The Exxon Valdez oil tanker remains permanently barred from Prince William Sound after a federal court judge upheld provisions in the Oil Pollution Act of 1990 that prohibits the ship from returning to the waters it once fouled.
U.S. District Judge H. Russel Holland ruled earlier this month that Exxon, whose shipping subsidiary is called SeaRiver Maritime, knew about the restrictive provision in 1991. That's the year the oil company signed papers to settle civil and criminal lawsuits from the state and federal governments following the 1989 spill of 11 million gallons of oil into the Sound.
Holland wrote that Exxon should have raised its concern before signing the settlement papers, in which the government dropped its claims, the oil company agreed to pay the governments $1 billion, and both sides agreed it was the end of litigation stemming from the spill.
''The release was sufficiently clear and SeaRiver knowingly, voluntarily, and intelligently waived its right to challenge'' the part of the act that prohibited the tanker from returning to the Sound, Holland wrote.
''When parties reach an amicable settlement, as SeaRiver and the government did, it reflects their decision to bargain for 'total peace' putting an end to the complex dispute and expensive litigation between the parties,'' he wrote.
SeaRiver Maritime spokesman Art Stephan said the company has not decided whether it will appeal Holland's ruling. However, the company filed a motion immediately after the June 4 ruling that asked the judge to reconsider or alter his decision.
''There has been no decision beyond going with the motion,'' he said.
Exxon's attorneys had argued that the clause in the act that prohibited the tanker's return was unconstitutional and was unfairly directed only at the former tanker, the Exxon Valdez, which has been renamed the SeaRiver Mediterranean. The ship has been operating in the Mediterranean Sea since 1990 and company officials said no decisions have been made about bringing the ship back to Alaska.
The Oil Pollution Act had been under consideration for 10 years when Exxon's tanker spilled its oil.
''The public outcry, in response to the Exxon Valdez spill and to other oil spills that also occurred that year, finally led to its enactment in 1990,'' Holland wrote.
Section 5007 is one of several in the law enacted specifically to protect the Sound. The clause says in part, ''tank vessels that have spilled more than 1 million gallons of oil into the marine environment after March 22, 1989, are prohibited from operating on the navigable waters of Prince William Sound.'' The Exxon Valdez ran aground on Bligh Reef on March 24, 1989.
Holland pointed out that the clause was added during a meeting of a conference committee that was considering the final bill.

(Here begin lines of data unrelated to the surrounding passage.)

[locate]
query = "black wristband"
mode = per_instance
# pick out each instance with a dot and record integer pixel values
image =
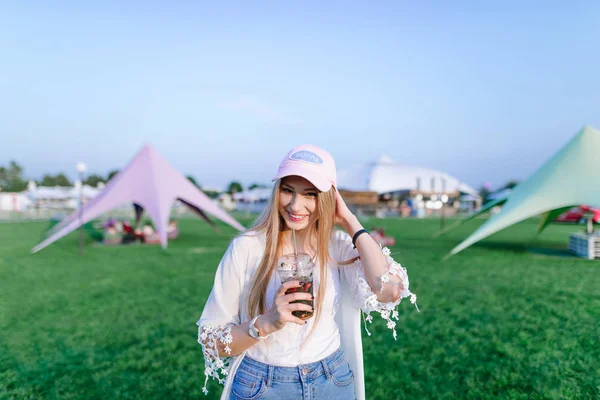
(356, 235)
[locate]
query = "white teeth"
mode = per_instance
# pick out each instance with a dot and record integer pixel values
(295, 217)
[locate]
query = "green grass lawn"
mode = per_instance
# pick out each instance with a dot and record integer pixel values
(497, 321)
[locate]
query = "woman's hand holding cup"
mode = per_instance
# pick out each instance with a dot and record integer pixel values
(281, 311)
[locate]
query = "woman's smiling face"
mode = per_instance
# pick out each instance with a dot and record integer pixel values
(297, 202)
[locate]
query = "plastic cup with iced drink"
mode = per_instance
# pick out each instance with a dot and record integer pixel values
(298, 267)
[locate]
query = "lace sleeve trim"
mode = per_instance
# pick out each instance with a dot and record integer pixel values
(214, 366)
(368, 299)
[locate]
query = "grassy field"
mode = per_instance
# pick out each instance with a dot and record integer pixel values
(499, 320)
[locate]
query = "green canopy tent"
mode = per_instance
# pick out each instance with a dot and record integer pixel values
(568, 179)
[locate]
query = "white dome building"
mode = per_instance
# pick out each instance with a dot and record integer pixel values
(385, 176)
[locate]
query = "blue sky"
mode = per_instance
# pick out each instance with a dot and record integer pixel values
(485, 92)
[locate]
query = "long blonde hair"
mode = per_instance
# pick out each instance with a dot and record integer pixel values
(272, 224)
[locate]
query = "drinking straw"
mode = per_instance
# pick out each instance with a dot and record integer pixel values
(295, 247)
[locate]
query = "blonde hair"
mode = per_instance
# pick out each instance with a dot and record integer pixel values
(272, 224)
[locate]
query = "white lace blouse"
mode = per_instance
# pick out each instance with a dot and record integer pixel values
(292, 345)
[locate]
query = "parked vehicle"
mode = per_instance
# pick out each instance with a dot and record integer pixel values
(577, 215)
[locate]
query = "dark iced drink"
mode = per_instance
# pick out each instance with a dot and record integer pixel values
(300, 267)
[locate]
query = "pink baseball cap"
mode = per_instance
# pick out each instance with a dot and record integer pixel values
(310, 162)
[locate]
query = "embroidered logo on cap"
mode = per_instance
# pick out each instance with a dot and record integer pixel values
(307, 156)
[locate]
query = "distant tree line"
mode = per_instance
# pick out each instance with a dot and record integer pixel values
(12, 179)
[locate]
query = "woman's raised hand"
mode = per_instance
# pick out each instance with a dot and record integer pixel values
(343, 215)
(281, 311)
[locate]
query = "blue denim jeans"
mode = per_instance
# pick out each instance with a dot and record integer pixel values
(330, 378)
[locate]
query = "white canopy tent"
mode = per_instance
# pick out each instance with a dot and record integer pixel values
(385, 175)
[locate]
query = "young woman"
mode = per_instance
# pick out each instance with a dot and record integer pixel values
(250, 338)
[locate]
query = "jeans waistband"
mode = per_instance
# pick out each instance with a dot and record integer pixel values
(293, 374)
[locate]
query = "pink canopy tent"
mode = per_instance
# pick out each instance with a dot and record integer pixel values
(148, 182)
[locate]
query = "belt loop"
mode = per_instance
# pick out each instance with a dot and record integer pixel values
(326, 369)
(270, 376)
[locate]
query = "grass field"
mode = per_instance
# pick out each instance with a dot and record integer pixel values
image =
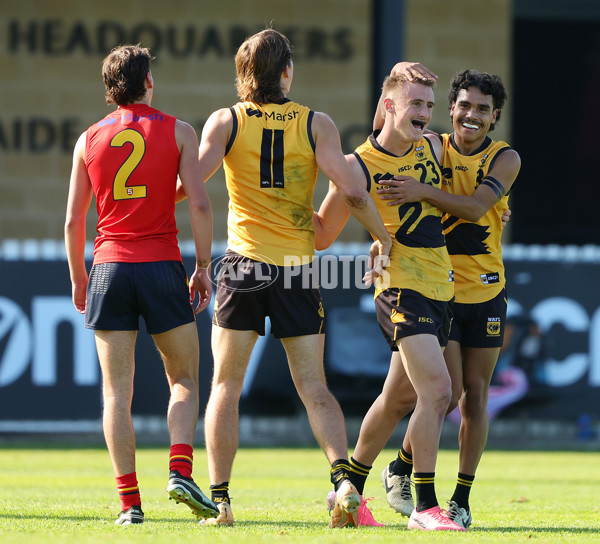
(59, 495)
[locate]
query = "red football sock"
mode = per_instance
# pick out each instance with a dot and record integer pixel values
(181, 459)
(129, 492)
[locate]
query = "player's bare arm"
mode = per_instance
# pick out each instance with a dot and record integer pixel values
(79, 200)
(331, 161)
(414, 71)
(190, 177)
(492, 188)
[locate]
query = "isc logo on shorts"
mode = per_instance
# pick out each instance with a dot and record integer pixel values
(397, 317)
(493, 326)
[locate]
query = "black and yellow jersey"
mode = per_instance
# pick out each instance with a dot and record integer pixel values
(474, 248)
(271, 172)
(418, 258)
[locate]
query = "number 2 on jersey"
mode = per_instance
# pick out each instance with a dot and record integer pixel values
(121, 191)
(271, 159)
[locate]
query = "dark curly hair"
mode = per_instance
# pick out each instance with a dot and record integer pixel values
(486, 83)
(259, 63)
(124, 73)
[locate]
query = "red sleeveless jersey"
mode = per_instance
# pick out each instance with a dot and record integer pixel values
(132, 160)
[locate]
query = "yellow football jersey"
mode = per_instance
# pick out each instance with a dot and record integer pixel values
(418, 259)
(474, 248)
(271, 172)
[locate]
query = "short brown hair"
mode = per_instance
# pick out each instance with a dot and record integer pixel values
(259, 63)
(124, 73)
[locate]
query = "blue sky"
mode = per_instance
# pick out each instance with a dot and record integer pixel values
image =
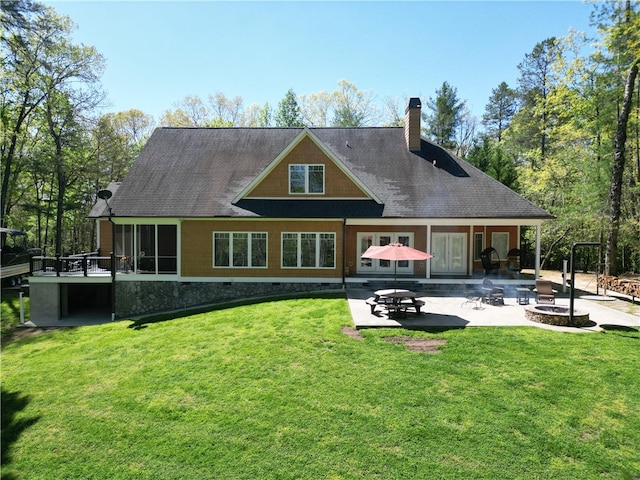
(159, 52)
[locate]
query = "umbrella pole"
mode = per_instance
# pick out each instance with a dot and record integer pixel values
(395, 274)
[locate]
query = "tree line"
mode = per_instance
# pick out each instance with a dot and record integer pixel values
(566, 136)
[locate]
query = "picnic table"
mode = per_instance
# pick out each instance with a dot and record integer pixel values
(395, 301)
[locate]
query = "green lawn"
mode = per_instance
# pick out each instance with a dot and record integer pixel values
(276, 390)
(10, 310)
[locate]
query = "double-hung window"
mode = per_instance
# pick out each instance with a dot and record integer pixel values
(308, 250)
(240, 249)
(306, 179)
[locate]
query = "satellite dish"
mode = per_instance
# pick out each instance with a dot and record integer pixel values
(105, 194)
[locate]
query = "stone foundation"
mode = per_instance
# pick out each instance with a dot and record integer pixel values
(142, 298)
(555, 315)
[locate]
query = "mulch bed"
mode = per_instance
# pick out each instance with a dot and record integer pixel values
(424, 345)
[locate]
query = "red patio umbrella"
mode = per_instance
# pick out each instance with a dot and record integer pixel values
(395, 252)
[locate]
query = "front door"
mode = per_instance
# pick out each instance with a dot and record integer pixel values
(449, 253)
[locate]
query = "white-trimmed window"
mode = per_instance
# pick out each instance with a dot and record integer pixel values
(240, 249)
(306, 178)
(308, 250)
(478, 245)
(147, 248)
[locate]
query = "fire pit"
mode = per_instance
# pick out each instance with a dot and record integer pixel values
(555, 315)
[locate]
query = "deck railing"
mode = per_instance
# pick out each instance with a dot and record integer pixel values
(85, 264)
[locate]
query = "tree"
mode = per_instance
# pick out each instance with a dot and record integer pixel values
(623, 40)
(49, 86)
(535, 83)
(353, 107)
(315, 108)
(288, 114)
(490, 156)
(500, 109)
(225, 111)
(443, 117)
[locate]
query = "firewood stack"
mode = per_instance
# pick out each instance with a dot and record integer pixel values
(620, 285)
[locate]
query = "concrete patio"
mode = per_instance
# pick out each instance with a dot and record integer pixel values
(455, 311)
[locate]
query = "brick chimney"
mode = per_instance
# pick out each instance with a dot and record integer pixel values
(412, 124)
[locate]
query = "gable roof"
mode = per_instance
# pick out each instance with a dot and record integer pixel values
(204, 172)
(306, 133)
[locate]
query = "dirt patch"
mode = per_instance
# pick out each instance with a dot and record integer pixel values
(24, 332)
(352, 333)
(424, 345)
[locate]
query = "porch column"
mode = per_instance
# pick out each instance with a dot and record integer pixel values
(537, 250)
(428, 262)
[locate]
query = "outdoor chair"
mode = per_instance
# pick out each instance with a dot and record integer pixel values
(513, 262)
(472, 297)
(491, 294)
(545, 292)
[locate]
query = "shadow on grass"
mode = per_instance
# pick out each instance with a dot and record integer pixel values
(142, 322)
(12, 428)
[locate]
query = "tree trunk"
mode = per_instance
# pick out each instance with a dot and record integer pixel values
(615, 194)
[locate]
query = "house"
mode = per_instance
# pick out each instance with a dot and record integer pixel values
(213, 214)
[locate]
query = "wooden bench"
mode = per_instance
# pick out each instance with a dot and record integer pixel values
(393, 307)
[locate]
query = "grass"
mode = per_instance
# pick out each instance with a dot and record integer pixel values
(275, 390)
(10, 311)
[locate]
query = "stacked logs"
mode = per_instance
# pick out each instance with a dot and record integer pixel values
(620, 285)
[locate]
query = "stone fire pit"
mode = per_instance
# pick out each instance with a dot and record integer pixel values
(555, 315)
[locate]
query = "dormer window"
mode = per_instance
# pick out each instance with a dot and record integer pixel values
(306, 179)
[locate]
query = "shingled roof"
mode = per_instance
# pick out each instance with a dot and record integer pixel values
(199, 172)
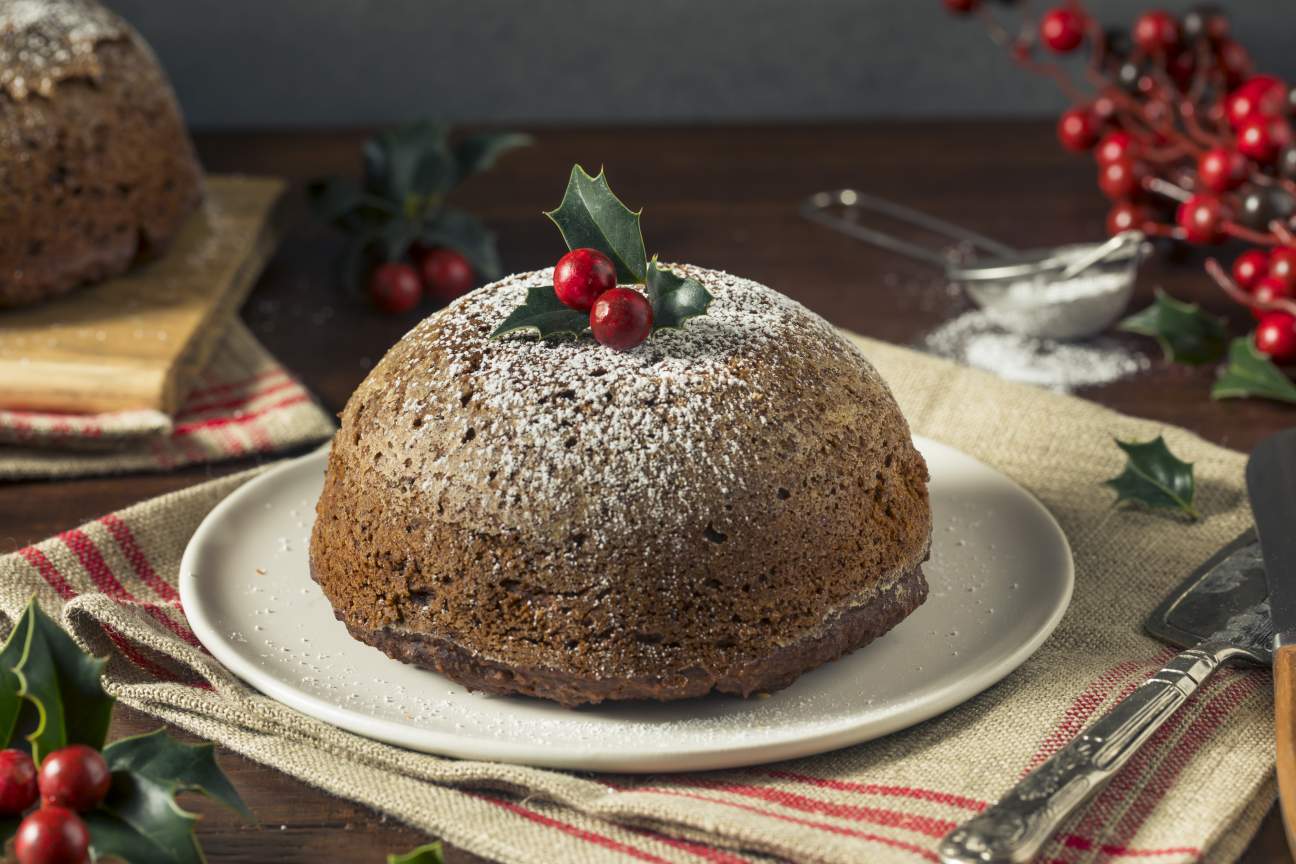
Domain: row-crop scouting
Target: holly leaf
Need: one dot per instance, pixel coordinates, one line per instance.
(544, 315)
(428, 854)
(674, 298)
(410, 162)
(58, 680)
(478, 153)
(1186, 333)
(183, 767)
(591, 216)
(140, 819)
(1154, 477)
(469, 236)
(1251, 373)
(341, 202)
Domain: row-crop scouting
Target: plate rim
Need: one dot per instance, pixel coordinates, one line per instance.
(644, 761)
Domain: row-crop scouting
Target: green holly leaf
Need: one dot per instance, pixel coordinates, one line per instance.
(48, 672)
(183, 767)
(1154, 477)
(592, 216)
(341, 202)
(1251, 373)
(429, 854)
(478, 153)
(1186, 333)
(140, 819)
(544, 315)
(410, 162)
(469, 236)
(674, 298)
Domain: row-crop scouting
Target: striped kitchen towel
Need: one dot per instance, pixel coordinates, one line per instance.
(1196, 792)
(243, 403)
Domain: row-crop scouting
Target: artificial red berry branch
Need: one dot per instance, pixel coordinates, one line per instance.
(1191, 144)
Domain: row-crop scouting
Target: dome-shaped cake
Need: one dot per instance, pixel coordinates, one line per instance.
(95, 163)
(722, 508)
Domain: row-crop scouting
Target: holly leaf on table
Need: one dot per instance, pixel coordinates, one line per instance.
(478, 153)
(411, 162)
(44, 670)
(464, 232)
(341, 202)
(592, 216)
(1251, 373)
(674, 298)
(428, 854)
(1186, 333)
(140, 819)
(544, 315)
(1155, 478)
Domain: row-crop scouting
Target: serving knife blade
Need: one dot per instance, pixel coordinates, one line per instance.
(1272, 486)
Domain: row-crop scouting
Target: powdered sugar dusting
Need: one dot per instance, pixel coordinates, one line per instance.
(556, 428)
(44, 42)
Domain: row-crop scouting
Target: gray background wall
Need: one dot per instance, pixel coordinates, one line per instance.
(338, 62)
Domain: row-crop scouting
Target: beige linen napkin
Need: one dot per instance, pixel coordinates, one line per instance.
(1196, 792)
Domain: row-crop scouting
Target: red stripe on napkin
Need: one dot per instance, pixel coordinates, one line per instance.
(106, 582)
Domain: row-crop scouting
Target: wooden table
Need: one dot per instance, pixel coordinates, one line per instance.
(718, 197)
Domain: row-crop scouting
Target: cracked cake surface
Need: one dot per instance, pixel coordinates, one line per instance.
(721, 508)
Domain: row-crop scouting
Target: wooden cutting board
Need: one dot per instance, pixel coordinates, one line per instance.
(138, 340)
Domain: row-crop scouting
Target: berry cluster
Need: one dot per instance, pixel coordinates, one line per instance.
(1190, 141)
(443, 273)
(586, 280)
(69, 781)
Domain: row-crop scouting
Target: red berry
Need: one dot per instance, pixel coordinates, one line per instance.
(581, 276)
(1234, 61)
(1268, 290)
(17, 783)
(1125, 215)
(1156, 31)
(52, 836)
(445, 272)
(1062, 29)
(1202, 218)
(1222, 170)
(1282, 266)
(1115, 145)
(395, 288)
(1259, 96)
(1249, 268)
(75, 777)
(1262, 137)
(1077, 130)
(1120, 179)
(1275, 336)
(621, 319)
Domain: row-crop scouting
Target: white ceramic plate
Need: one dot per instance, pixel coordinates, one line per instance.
(1001, 578)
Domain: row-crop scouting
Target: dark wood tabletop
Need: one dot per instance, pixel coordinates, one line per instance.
(722, 197)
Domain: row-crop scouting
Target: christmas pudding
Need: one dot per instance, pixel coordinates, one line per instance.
(95, 162)
(721, 507)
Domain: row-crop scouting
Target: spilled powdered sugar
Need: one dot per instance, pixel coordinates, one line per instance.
(975, 340)
(556, 425)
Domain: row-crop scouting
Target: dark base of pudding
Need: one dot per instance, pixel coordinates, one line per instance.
(853, 628)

''This was contrary to the usual congressional procedure since new additions to a bill are not normally allowed in conference,'' Holland wrote. At the time the law was enacted, the Exxon Valdez was the only ship that fit the description. Since then, four other ships have joined the Exxon Valdez ''with this dubious distinction,'' Holland wrote. But the other ships were left inoperable or were not U.S. vessels, therefore, the Exxon Valdez ''is still the only ship to be barred'' from the Sound by the law.